Che il nerd vada di moda lo si sa già da tempo. The Big Bang Theory ci ha abituato alle stranezze dei ricercatori universitari con il QI più alto della media, maniaci dei videogame, sempre pronti a fare una battuta su Star Trek. Silicon Valley però va ben oltre ciò che Sheldon e compagni ci hanno sempre mostrato: il quintetto nerd protagonista si sbilancia in battute che capiscono tre o quattro utenti (gli altri restano in silenzio, allibiti). È HBO, gente, quindi l’intellettualismo è qui di casa: anche il nerdismo si veste di sofisticatezza diventando meno comico (dimenticatevi le risate pre-registrate) e più realistico. Insomma se Sheldon è l’emblema del nerd che piace alla massa (che ride puntualmente ogni volta che pronuncia “coito” invece di parlare banalmente di “sesso”), Richard si presenta come il nerd nel quale si riconosco i nerd. Forse non conquisterà il nome di un asteroide né sarà di ispirazione per nuova specie di ape (per chi non lo sapesse, la comunità scientifica ha reso omaggio allo strambo protagonista di The Big Bang Theory chiamando l’asteroide 246247 Sheldoncooper e un biologo ha soprannominato un’ape Euglossa Bazinga), però sembra riportare la categoria dei tipi solitari con la fissa per la scienza sui binari del realismo.

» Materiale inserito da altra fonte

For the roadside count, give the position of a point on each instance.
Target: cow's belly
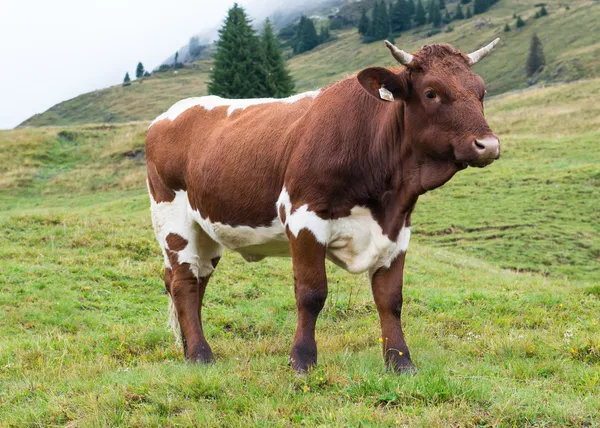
(355, 243)
(254, 243)
(358, 244)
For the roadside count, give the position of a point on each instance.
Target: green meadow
(568, 34)
(502, 294)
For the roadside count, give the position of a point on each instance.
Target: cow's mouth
(481, 163)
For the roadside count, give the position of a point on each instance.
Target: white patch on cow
(252, 242)
(175, 217)
(302, 218)
(243, 104)
(212, 101)
(356, 243)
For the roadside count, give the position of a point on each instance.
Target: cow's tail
(173, 322)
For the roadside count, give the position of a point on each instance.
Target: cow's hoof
(409, 369)
(201, 354)
(400, 363)
(302, 360)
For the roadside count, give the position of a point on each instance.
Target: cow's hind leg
(187, 292)
(190, 258)
(310, 286)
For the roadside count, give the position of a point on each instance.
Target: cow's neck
(407, 172)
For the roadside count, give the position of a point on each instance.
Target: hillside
(569, 39)
(501, 294)
(548, 168)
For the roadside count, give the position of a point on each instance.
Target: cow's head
(442, 106)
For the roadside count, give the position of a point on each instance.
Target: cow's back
(229, 155)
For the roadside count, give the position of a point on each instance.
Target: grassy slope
(82, 325)
(571, 48)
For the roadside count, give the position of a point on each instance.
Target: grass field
(569, 39)
(501, 312)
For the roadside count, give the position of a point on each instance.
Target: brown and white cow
(331, 174)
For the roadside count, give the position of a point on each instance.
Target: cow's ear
(381, 83)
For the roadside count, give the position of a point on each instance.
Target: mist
(54, 51)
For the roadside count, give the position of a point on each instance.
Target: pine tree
(400, 16)
(436, 19)
(431, 12)
(324, 35)
(306, 36)
(395, 16)
(480, 6)
(447, 19)
(279, 83)
(420, 14)
(139, 71)
(364, 23)
(238, 70)
(411, 8)
(536, 60)
(380, 25)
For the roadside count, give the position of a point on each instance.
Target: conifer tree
(279, 83)
(436, 19)
(324, 35)
(306, 36)
(395, 17)
(139, 71)
(420, 18)
(480, 6)
(380, 25)
(432, 6)
(447, 19)
(400, 16)
(411, 8)
(536, 60)
(238, 70)
(364, 23)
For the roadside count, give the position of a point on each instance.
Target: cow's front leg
(387, 292)
(310, 286)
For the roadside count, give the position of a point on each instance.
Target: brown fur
(343, 149)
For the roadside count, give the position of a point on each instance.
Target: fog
(51, 51)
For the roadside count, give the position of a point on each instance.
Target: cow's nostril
(479, 145)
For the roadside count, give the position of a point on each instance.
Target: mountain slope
(83, 338)
(568, 36)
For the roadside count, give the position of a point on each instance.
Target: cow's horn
(401, 56)
(477, 56)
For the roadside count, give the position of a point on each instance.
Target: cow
(330, 174)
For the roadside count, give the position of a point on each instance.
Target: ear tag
(385, 94)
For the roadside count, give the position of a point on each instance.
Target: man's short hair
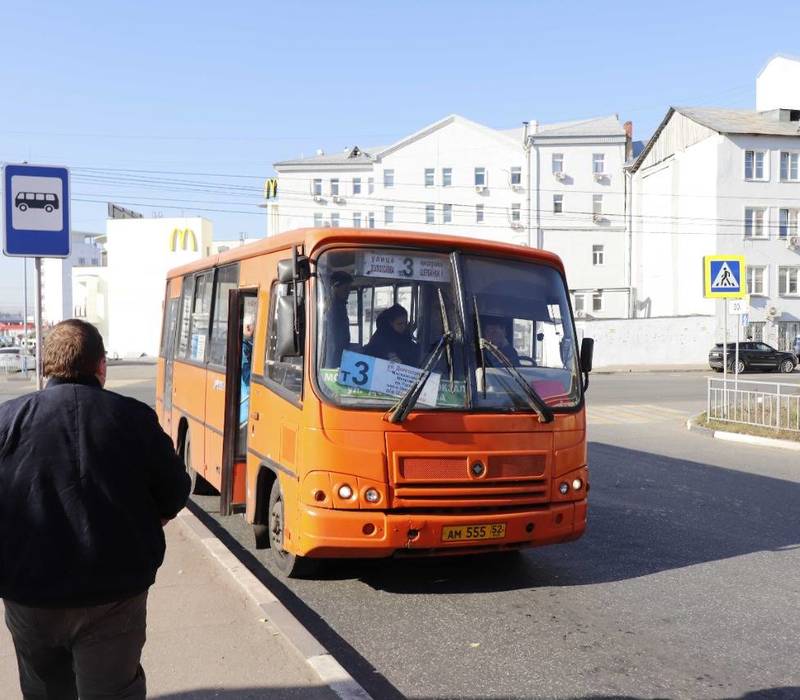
(72, 349)
(341, 277)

E tutto lo show segue questa linea: pensate che nell’episodio pilota a far la comparsa c’è pure il presidente di Google, Eric Schmidt, nei panni di se stesso. Più documentario che serie, più dramedy che comedy. Del resto la storia è quella che è: la scoperta da parte di un trentenne di un logaritmo sensazionale conteso da due investitori miliardari e la nascita di una start-up. Geek a parte nessuno si entusiasmerebbe per questo. Ma il successo dei signor nessuno pronti a trasformarsi nei signor qualcuno piace ed è questo il punto di forza di Silicon Valley. È la fiaba moderna. La fiaba 2.0. E, suvvia, chi non ama le fiabe?